2. The representations and warranties of the Parties set forth in Articles II and III of the Reorganization Agreement shall be deemed to be qualified by reference to the updated Xxxxx Xxxxx Disclosure Schedules and Blackridge Disclosure Schedules, each dated as of the date hereof.
3. Section 6.08 of the Reorganization Agreement is hereby amended by deleting such section in its entirety and substituting the following therefor:
6.08 Designation of Directors and Officers. On the Closing Date: (a) Xxxxx Xxxxx shall resign from his position as a director of Xxxxx Xxxxx and Xxx Xxxxxx shall be appointed to fill the vacancy created by such resignation; (b) Xxxx Xxxxxx shall resign from each of his officer positions of Xxxxx Xxxxx; (c) Xxx Xxxxxx shall be appointed to serve as President of Xxxxx Xxxxx; and (d) Xxxx Xxxxxx shall be appointed to serve as Chief Financial Officer, Secretary and Treasurer of Xxxxx Xxxxx. After compliance by Xxxxx Xxxxx with Rule 14F-1 promulgated under the Exchange Act, the resignation of Xxxx Xxxxxx from his position as a director shall become effective and the appointment of Xxxx Xxxxx and Xxxxxx Xxxxx as directors shall become effective.

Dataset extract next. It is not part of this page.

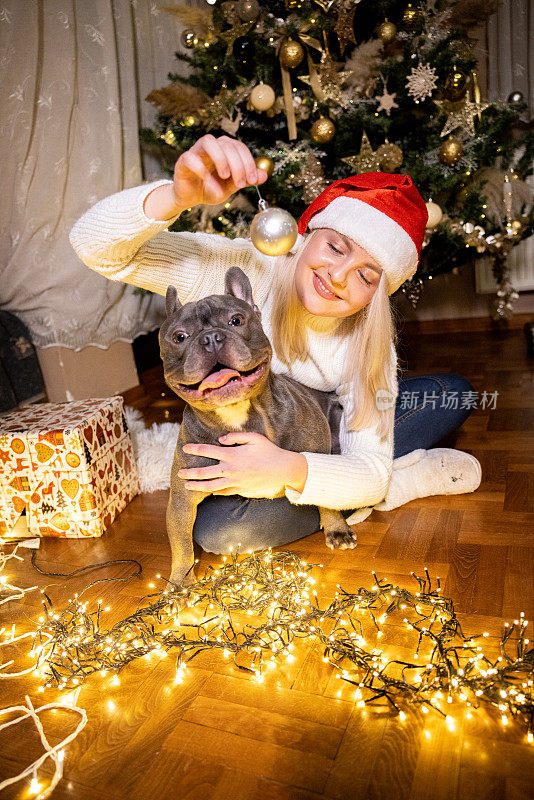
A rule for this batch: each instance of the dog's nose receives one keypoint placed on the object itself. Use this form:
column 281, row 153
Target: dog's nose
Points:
column 213, row 341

4. Sections 6.10 and 6.11 of the Reorganization Agreement are hereby amended by deleting such sections in their entirety and substituting the following therefor:
6.10 Cancellation of Xxxxx Xxxxx Common Shares. Concurrently with the Closing, certain stockholders of Xxxxx Xxxxx shall return to Xxxxx Xxxxx for cancellation 16,284,330 shares of Xxxxx Xxxxx Common Stock and shall be issued in exchange therefor four-year warrants to acquire up to 915,670 shares of Xxxxx Xxxxx Common Stock at an exercise price of $0.70 per share commencing one year following the closing date, so that 8,965,000 shares of Common Stock and warrants to acquire 8,965,000 shares of Common Stock shall be outstanding immediately prior to the issuance of shares to the Blackridge stockholders.

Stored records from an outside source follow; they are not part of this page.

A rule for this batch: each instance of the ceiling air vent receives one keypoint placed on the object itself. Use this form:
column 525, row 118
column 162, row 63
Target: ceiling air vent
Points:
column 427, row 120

6.11 Satisfaction of Xxxxx Xxxxx Liabilities. On the Closing Date, Xxxxx Xxxxx shall have total liabilities in an amount acceptable to Blackridge. Xxxxx Xxxxx and Blackridge shall mutually agree which of the Xxxxx Xxxxx liabilities shall be paid and satisfied prior to the Closing Date and which shall remain outstanding.
5. Except as expressly set forth herein, the Stock Purchase Agreement shall be unmodified and shall continue in full force and effect.
6. This Amendment may be executed in any number of counterparts, each of which shall be deemed an original, but all of which together shall constitute one and the same instrument.
IN WITNESS WHEREOF, the parties hereto have caused this Amendment No. 1 to Agreement and Plan of Reorganization to be executed by their respective duly authorized officers as of the date first above written.